Despite being in one of Queensland’s premier grape growing regions, this is not really a story about wine. That would be too obvious, and if there’s anything that can be said about the South Burnett, it’s anything but obvious. Understated, genuine, down-to-earth – yes. But flashy or showy? Never.
This is a tale peppered with characters, entrepreneurs and optimists. Shirt-off-your-back Southern Queensland Country people, the sorts who wave when they drive past you on their wide roads. Where pooches with names like Merlot make it into books about Wine Dogs, but you’d never know it from the look of them. This is a place of dappled sunshine and dimpled smiles. Welcome to the South Burnett.
Fat Hen Farm owner Bronwyn Wood admits she cried when she first moved to the region because it was in the middle of one of Australia’s worst droughts. These days, those eyes are sparkling and with a few less worry lines than in her days as a Sydney magazine editor when she dreamed of a tree change.
That change came when she and her husband Alan moved to the beautiful Belle Villa property, along Fat Hen Creek, four kilometres from Kilkivan. It had 600 olive trees, and a glut of the fruit, combined with a lifelong eczema problem, inspired Bronwyn to think more creatively. The result: a skin care product range made from olive oil. Standing outside the old Queenslander built in 1907 and the region’s first, it’s been a long journey since those crying-on-the-verandah days.
“The countryside is looking beautiful at the moment. Driving through countryside so lush and green is so uplifting,” she says.
“The first week I moved here I sat on my verandah and felt like I was the only speck on earth. But now I know everyone.
“We are trying to create awareness to get people out on the road and visit the area.

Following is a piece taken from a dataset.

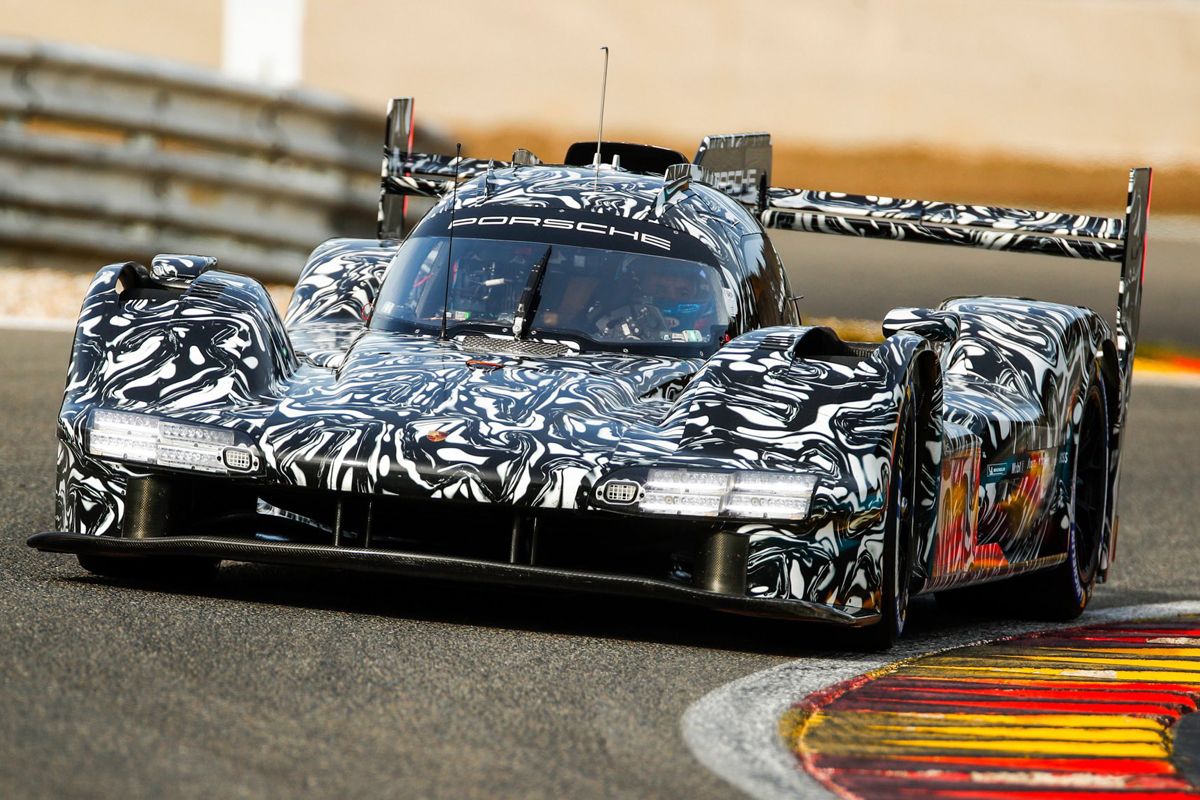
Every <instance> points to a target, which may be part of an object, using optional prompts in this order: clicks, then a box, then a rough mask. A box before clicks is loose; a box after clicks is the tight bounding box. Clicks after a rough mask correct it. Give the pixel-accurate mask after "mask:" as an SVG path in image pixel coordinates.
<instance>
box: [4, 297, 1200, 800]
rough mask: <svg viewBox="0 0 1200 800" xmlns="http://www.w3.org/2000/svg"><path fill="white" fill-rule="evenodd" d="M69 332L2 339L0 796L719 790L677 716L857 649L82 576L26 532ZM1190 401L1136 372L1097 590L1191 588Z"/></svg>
mask: <svg viewBox="0 0 1200 800" xmlns="http://www.w3.org/2000/svg"><path fill="white" fill-rule="evenodd" d="M901 302H902V301H901ZM857 315H865V313H863V312H859V313H858V314H857ZM67 347H68V336H67V335H65V333H54V332H23V331H12V330H0V410H2V415H0V420H2V425H4V431H2V435H0V497H2V499H4V503H2V504H0V519H2V525H0V530H2V540H0V542H2V543H0V796H4V798H26V796H37V798H42V796H185V798H187V796H204V798H210V796H238V798H275V796H313V798H329V796H403V798H409V796H414V798H425V796H428V798H440V796H464V798H473V796H479V798H484V796H486V798H497V796H504V798H506V796H522V798H524V796H529V798H541V796H546V798H551V796H556V798H557V796H570V798H586V796H631V798H643V796H688V798H726V796H730V795H731V794H732V789H731V787H730V786H728V784H726V783H724V782H722V781H721V780H720V778H719V777H716V776H715V775H714V774H713V772H710V771H709V770H708V769H706V768H704V766H702V765H701V764H700V763H698V762H697V760H696V759H695V758H694V757H692V756H691V753H690V752H689V750H688V747H686V745H685V742H684V739H683V734H682V733H680V718H682V716H683V715H684V711H685V710H686V709H688V708H689V706H690V705H691V704H692V703H694V702H695V700H697V699H698V698H701V697H702V696H704V694H706V693H708V692H709V691H710V690H714V688H716V687H719V686H721V685H724V684H726V682H728V681H732V680H734V679H739V678H744V676H746V675H750V674H751V673H755V672H757V670H762V669H766V668H770V667H778V666H780V664H785V663H788V662H793V660H796V658H800V660H802V662H803V660H804V658H809V660H814V661H816V660H822V661H829V660H834V661H836V660H840V658H846V660H853V658H854V657H856V656H853V655H847V654H846V651H847V640H846V639H844V638H841V637H840V636H839V634H838V633H830V632H829V631H828V630H827V628H818V627H811V626H800V625H796V624H787V622H773V621H761V620H751V619H743V618H736V616H721V615H716V614H712V613H706V612H702V610H695V609H688V608H682V607H674V606H670V604H659V603H648V602H630V601H619V600H596V599H581V597H574V596H569V595H532V594H521V593H516V591H506V590H499V589H487V590H475V589H469V588H464V587H461V585H443V584H432V583H425V582H413V581H402V579H392V578H374V577H371V576H367V577H364V576H359V575H343V573H324V572H317V571H312V570H302V569H283V567H266V566H242V565H226V566H224V567H223V569H222V572H221V575H220V577H218V578H217V581H216V583H214V584H212V585H210V587H208V588H205V589H203V590H199V591H196V593H186V591H178V590H172V589H169V588H162V587H128V585H120V584H115V583H110V582H106V581H101V579H96V578H90V577H88V576H86V573H84V572H83V571H82V570H80V569H79V567H78V566H77V564H76V563H74V560H73V559H72V558H71V557H65V555H44V554H38V553H35V552H34V551H31V549H29V548H28V547H25V545H24V540H25V537H26V536H28V535H29V534H30V533H32V531H37V530H46V529H49V528H50V525H52V518H53V474H54V444H53V443H54V416H55V411H56V407H58V403H59V395H60V391H61V385H62V375H64V369H65V366H66V356H67ZM1198 401H1200V392H1198V391H1196V390H1195V389H1192V387H1180V386H1159V385H1139V386H1136V389H1135V393H1134V409H1133V416H1132V422H1130V429H1129V441H1130V446H1129V451H1128V455H1127V461H1126V465H1124V475H1123V487H1122V512H1123V513H1122V528H1121V542H1120V554H1118V560H1117V564H1116V566H1115V571H1114V579H1112V582H1111V583H1109V584H1108V585H1106V587H1103V588H1102V589H1100V590H1099V593H1098V595H1097V599H1096V604H1097V607H1105V606H1108V607H1112V606H1126V604H1130V603H1140V602H1156V601H1171V600H1183V599H1196V597H1200V579H1198V577H1196V566H1195V561H1196V558H1195V553H1196V547H1195V543H1196V531H1195V522H1194V506H1195V500H1196V497H1198V491H1196V489H1198V485H1200V477H1198V475H1200V429H1198V426H1196V425H1195V422H1196V403H1198ZM1085 619H1086V618H1085ZM912 622H913V628H914V630H913V631H912V634H911V638H910V642H908V643H907V645H906V648H905V650H906V651H912V650H913V649H919V648H920V644H922V642H923V640H925V639H929V640H934V639H937V638H938V637H946V636H947V634H950V633H956V634H966V633H970V632H972V631H973V630H977V628H978V627H979V626H980V625H985V626H988V627H989V628H991V627H994V626H995V625H996V620H995V619H991V620H979V619H972V618H967V616H952V615H949V614H947V613H946V612H943V610H941V609H938V607H937V606H936V604H935V603H932V602H931V601H926V602H920V603H918V604H917V608H914V610H913V619H912ZM802 662H793V663H798V664H799V663H802Z"/></svg>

Even if you can’t get to the farms, visit the café that’s using the produce”.
Drive past Kilkivan Meats where you can buy beer sticks, wurst, bilton, cabana and smoked products. Across the road, The Left Bank is the original 100-year-old Union Bank building which has been transformed into a café and B&B. Look up, and you’ll see a chandelier of Akubras hanging from the ceiling and the old bank vault is now the office. Bruce, who runs the Left Bank, has sold 5000 jars of his tomato relish which sit along a host of locally-made products and art work for sale.
At Goomeri, the Pumpkin Pie Coffee Shop still sells delicious slices of its tart made from the vegetable which has made this town famous. Further on, amble through towns such as Moodooner, past the Bjelke-Petersen Dam and along the Barambah Ridge Wine Trail to Clovely Estate – the largest producer of Queensland wine, which churns out one million litres on a good year.
Here, you can try Wally Pesudov’s “Gypsy Pork” – a dish he has created from local pork which has been smoked especially for him by the Murgon Butcher – they do this kind of thing out here. Eat it in the Old Dairy Restaurant – which, as the name suggests is an old dairy – or in the former hay shed, which is now the cellar door.
In a bold departure from the everyday shirazes and cab savs for which this region is famous, Wally also produces a rare Italian Nebiolo wine which he describes as a “full-bodied, medium-coloured red.”
“People grow shiraz and cabs and merlots and it is so common and we just wanted to be different so we picked the best that Italy has,” he says.
Hillview Cottages owner Cathy Davis, who describes herself as a “tourism activitist”, and her husband Steve have recently built “Paddock Practice” – a 200 metre golf swinging range. It just adds to the ambience of this property whose four buildings clock up a combined age of 290 years. That’s the house, plus dairy, church and cottage that have been converted into accommodation which celebrates each of the building’s original heritages.
“We just saw these beautiful simple buildings and fell in love with the place. Everyone who comes out here comes out for the simple life. We’ve tried to capture the history here and the presence,” she says.
“There’s not too many communities that have what we have to offer within 2.5 hours of Brisbane and the Sunshine Coast.
“We are really self-sufficient here without being too big or too small. This community doesn’t happen without people. We see tourism as a huge economic driver for this region.”
Over at the Captain’s Paddock Café, the menu is largely based around the peanuts for which this region is famous with dishes such as spicy peanut soup and peanut pesto. But it’s Maryanne Pidcock’s shiraz and chardonnay jellies which are creating a new taste sensation.
Maryanne saw the mechanical grape harvester was damaging the grapes at the end of each row, so turned those grapes into jelly to be served with their savoury and sweet scones.
“It was an unintentional success,” she says.
“As for the peanuts on the menu, it is such an obvious connection with the region.”
At local state schools dotted around through the valleys, the kids are country skinny, spindly childhood legs doing for what they are designed: running, playing tiggy, lungs full of that clean air you wish you could bottle.
Tune your car radio into Crow FM and drive over evocatively-named creeks such as
Serpentine, Emu, Wallaby, Dingo and Fat Hen. Stop in for an ice-cold beer at an historic pub that has stood the test of time.
It’s emerald green out here and the dams are brimming again. And so, too, are the people. With that quiet confidence, the hallmarks of this region.